Réparation de la cheminée
Les travaux auront lieu en plusieurs phases. Le four sera démoli puis reconstruit. Mais il faut d’abord le refroidir, ce qui ne se produit pas selon des courbes linéaires. Une des premières tâches, avant que l’entreprise de démolition n’entre en action, sera de récupérer les matériaux qui pourront être réutilisés. « Nous fournissons un support », continue Jan Swerts. Quand le four refroidit, les pierres réfractaires se contractent. Il faut alors serrer ou desserrer les profilés de support. « Nous apportons une aide pour éviter par exemple que les boulons ne se grippent.» Une fois le four éteint, la cheminée haute de 80 m sera mise hors service. « La partie supérieure doit être réparée, et des personnes descendront dedans pour l’inspecter », détaille Jan Swerts. Après un impact de foudre il y a deux ans, une inspection externe avait montré qu’il était nécessaire de réparer la cheminée à double paroi, isolée avec du foamglas. « Le béton a été réparé provisoirement sur une surface de 5 m². Une solution temporaire parce qu’il fallait réparer à chaud », poursuit Jan Swerts. « Nous allons maintenant remettre la cheminée dans son état original. » L’intérieur de la cheminée sera examiné le plus rapidement possible. Dans le fond, une installation deNOX et deSOX épure les gaz de combustion entre 370 et 380 °C.

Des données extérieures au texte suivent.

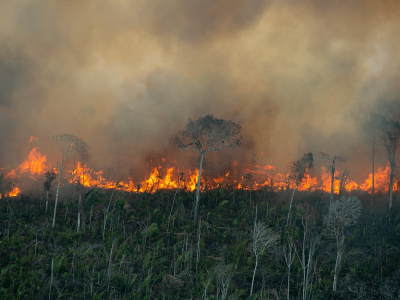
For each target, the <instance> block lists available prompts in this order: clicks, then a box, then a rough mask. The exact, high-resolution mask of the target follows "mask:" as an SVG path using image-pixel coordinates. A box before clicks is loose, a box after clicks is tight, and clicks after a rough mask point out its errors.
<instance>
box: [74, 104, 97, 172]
mask: <svg viewBox="0 0 400 300" xmlns="http://www.w3.org/2000/svg"><path fill="white" fill-rule="evenodd" d="M95 115H96V111H95V109H94V107H93V106H92V105H87V106H85V107H83V108H82V109H81V118H80V119H78V118H74V121H76V122H79V123H80V124H79V131H78V138H80V136H81V130H82V125H83V122H84V121H85V120H86V119H87V118H89V117H94V116H95ZM78 154H79V153H78V152H77V151H75V156H74V167H73V168H74V169H75V164H76V157H77V155H78Z"/></svg>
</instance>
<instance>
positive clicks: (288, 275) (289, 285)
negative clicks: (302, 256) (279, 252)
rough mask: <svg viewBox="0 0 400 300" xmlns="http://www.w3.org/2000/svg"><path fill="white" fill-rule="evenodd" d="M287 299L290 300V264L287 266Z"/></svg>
mask: <svg viewBox="0 0 400 300" xmlns="http://www.w3.org/2000/svg"><path fill="white" fill-rule="evenodd" d="M287 300H290V265H289V266H288V292H287Z"/></svg>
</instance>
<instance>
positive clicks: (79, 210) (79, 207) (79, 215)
mask: <svg viewBox="0 0 400 300" xmlns="http://www.w3.org/2000/svg"><path fill="white" fill-rule="evenodd" d="M80 225H81V194H79V203H78V225H77V227H76V232H79V227H80Z"/></svg>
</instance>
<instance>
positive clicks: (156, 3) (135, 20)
mask: <svg viewBox="0 0 400 300" xmlns="http://www.w3.org/2000/svg"><path fill="white" fill-rule="evenodd" d="M399 8H400V4H399V3H398V2H396V1H372V0H371V1H364V0H363V1H361V0H358V1H357V0H356V1H321V0H309V1H289V0H283V1H264V0H254V1H240V0H234V1H225V0H201V1H200V0H195V1H186V0H171V1H167V2H164V1H156V2H152V1H144V0H136V1H133V0H132V1H130V0H126V1H119V0H117V1H105V0H98V1H83V0H75V1H56V2H55V1H49V0H40V1H39V0H33V1H32V0H30V1H27V0H16V1H2V2H1V4H0V140H1V141H2V142H1V143H0V167H1V168H6V167H7V166H10V167H11V168H14V169H15V166H17V165H19V164H20V163H21V162H22V161H23V160H24V158H25V157H26V156H27V155H28V154H29V153H30V150H31V147H32V145H33V143H36V145H34V146H38V147H40V149H41V151H42V153H43V155H46V158H47V161H49V162H51V164H52V165H53V166H55V165H56V162H57V161H59V160H60V153H59V152H58V149H57V147H56V145H55V143H54V142H53V141H52V140H51V137H52V136H54V135H56V134H60V133H70V134H74V135H77V136H80V137H81V138H83V139H84V140H85V141H86V142H87V143H88V144H89V145H90V147H91V148H90V150H89V151H90V157H89V158H88V160H87V164H88V165H89V166H91V167H93V168H95V169H96V170H104V172H106V171H107V172H108V171H109V170H110V169H112V170H111V171H110V172H114V173H118V174H121V178H127V176H128V175H129V174H136V175H135V176H138V177H139V178H141V180H143V178H149V177H148V176H149V174H148V173H149V172H152V167H154V166H151V164H152V163H154V162H155V161H157V163H156V165H157V164H159V163H161V158H165V159H166V160H167V161H168V162H169V161H172V160H175V159H176V160H177V163H178V165H179V166H180V167H181V168H182V166H186V167H187V168H190V169H192V170H194V167H195V166H196V160H195V158H194V156H193V153H180V152H178V151H177V150H176V149H174V148H173V147H172V146H171V145H170V144H169V138H170V136H171V134H172V133H174V132H176V131H178V130H180V129H183V128H184V126H185V124H186V120H187V118H189V117H191V118H197V117H199V116H202V115H205V114H208V113H211V114H214V115H215V116H217V117H220V118H227V119H232V120H234V121H235V122H238V123H241V124H242V125H243V136H244V137H245V139H244V143H243V146H242V147H241V148H240V149H235V150H232V151H228V150H225V151H224V152H223V153H218V154H215V155H213V154H210V155H208V156H207V160H208V168H209V169H210V162H213V163H214V168H215V169H216V172H217V173H218V174H226V171H227V170H226V167H225V166H226V165H225V163H232V162H233V161H237V162H239V163H241V164H243V163H249V162H250V161H251V160H252V159H254V160H255V161H256V163H257V164H258V165H260V166H264V165H267V164H273V165H274V166H276V167H277V169H278V170H279V172H280V173H281V174H286V173H287V172H286V171H287V168H288V166H289V165H290V164H291V162H292V161H294V160H296V159H298V157H299V156H300V155H302V154H303V153H305V152H315V151H318V150H321V151H324V152H328V153H331V154H334V153H337V154H338V155H342V156H344V157H346V158H347V161H348V163H347V166H348V167H349V169H350V170H351V176H353V178H352V179H353V180H355V181H357V177H359V180H363V179H364V178H367V177H368V174H369V173H370V165H369V162H370V146H369V144H368V141H366V139H365V138H364V137H363V135H362V134H361V133H360V132H359V131H358V130H357V128H356V127H355V126H354V125H353V124H352V122H351V121H349V120H348V119H346V118H344V112H346V111H348V110H349V109H351V108H352V107H354V106H357V105H358V104H359V103H365V102H372V103H376V101H377V100H379V99H390V100H391V99H393V98H395V97H397V95H398V86H399V72H400V71H399V70H400V68H399V66H400V61H399V56H398V53H399V52H400V51H399V50H400V40H399V39H398V28H399V27H400V26H399V25H400V24H399V23H400V19H399V18H398V16H399V15H400V9H399ZM88 106H91V107H93V108H94V110H95V111H96V115H95V116H94V117H92V116H91V115H90V113H88V110H87V109H85V108H87V107H88ZM31 136H35V137H37V138H38V140H37V141H36V142H35V141H30V137H31ZM197 159H198V158H197ZM69 163H70V164H71V163H72V162H71V161H70V162H69ZM385 164H386V156H385V154H384V151H383V149H382V148H378V149H377V162H376V166H377V167H384V166H385ZM32 167H33V168H35V167H34V166H29V168H32ZM69 167H71V166H69ZM316 169H318V170H321V165H319V166H317V167H316ZM20 171H21V172H22V171H23V169H20ZM357 172H358V173H357ZM283 176H284V175H283ZM310 180H311V179H310ZM310 184H311V183H310Z"/></svg>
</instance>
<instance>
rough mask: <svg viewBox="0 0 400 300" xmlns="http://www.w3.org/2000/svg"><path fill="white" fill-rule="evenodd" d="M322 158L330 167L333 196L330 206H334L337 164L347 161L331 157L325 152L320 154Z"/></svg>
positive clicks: (342, 159) (320, 153)
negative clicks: (333, 205)
mask: <svg viewBox="0 0 400 300" xmlns="http://www.w3.org/2000/svg"><path fill="white" fill-rule="evenodd" d="M319 154H320V157H321V159H322V160H323V161H325V163H326V164H327V165H328V169H329V171H331V196H330V198H329V204H332V201H333V193H334V183H335V170H336V164H337V163H339V162H345V161H346V160H345V159H344V158H343V157H340V156H337V155H336V154H335V156H330V155H329V154H326V153H324V152H320V153H319Z"/></svg>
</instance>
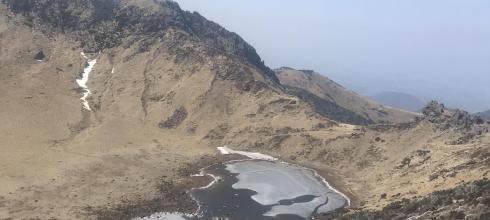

Maintenance des installations qui restent
« La maintenance planifiée des installations qui restent sera réalisée. » Les ventilateurs et les tapis convoyeurs seront révisés. Le plus grand ventilateur gère les gaz de combustion. « L’entraînement à courroie des ventilateurs doit être remplacé par un entraînement direct pour pouvoir passer d’un régime fixe à un régime variable. » Ici aussi, on recherche de la flexibilité et des économies d’énergie. » Et de la réactivité. « Finies les courroies qui patinent ou les chocs. » Les ventilateurs seront accessibles durant les travaux. Les tapis convoyeurs se trouvent là où le mélange est préparé et les travaux pourront avoir lieu sans perturbation. « Pour d’autres tâches, il s’agira de convenir de fenêtres horaires. Nous réaliserons aussi un upgrade de l’installation deSOX et nous passerons au gaz à 100% pour réduire les émissions. » La technologie de combustion, qui fonctionnait au gaz naturel et au mazout lourd, passera au gaz naturel. Le gaz sera mis sous pression depuis le sommet puis injecté dans le four. La chaleur radiante réchauffe le mélange, le verre fondu. La température dans le four, qui peut contenir plus de 1.000 tonnes de matériau, s’élève à environ 1.500 °C et est contrôlée par des thermocouples. « Une phase importante de test et de chauffage est prévue », souligne Jan Swerts. <<
Par Luc De Smet
Une intégration verticale
Le site AGC à Mol compte quatre activités de production. La première est la ligne de float. La quantité de verre et la vitesse à laquelle le verre fondu est étiré sur un bain d’étain détermine l’épaisseur. A la fin de la ligne longue de 150 m, le verre, qui continue d’avancer à une vitesse de 15 m par minute, est découpé aux dimensions du client. « Avec le laser, nous pourrons livrer des formes. Ce qui exige une intégration supplémentaire. Nous pourrons aussi le courber légèrement », explique Ronny Van Broekhoven. Deux divisions se chargent de travailler le verre. Vertec assure la découpe et le rodage (polissage) des bords. Le verre peut aussi subir un mordançage. Des traitements acides lui confèrent des propriétés anti réfléchissantes, le rendent lipophobe et lui donnent cette sensation typique du papier … Depuis peu, le verre peut être trempé chimiquement. La division coater applique des couches de métal ou d’oxyde de métal sur le verre. Dans le monde de l’automobile, cela permet à un pare-brise de laisser passer la lumière mais pas la chaleur. Des antennes peuvent être travaillées dans le verre. Enfin AGC Kempenglas construit du double et du triple vitrage pour le secteur de la construction. Le verre n’est plus produit à Mol mais dans d’autres usines AGC, et il est assemblé ici. Cette spécialisation dans le verre mince a eu lieu il y a quelques années « parce que nous ne pouvons pas être concurrentiels avec le verre classique. Ces cinq dernières années, nous avons développé des nouveaux types de verre », précise le site manager Ronny Van Broekhoven.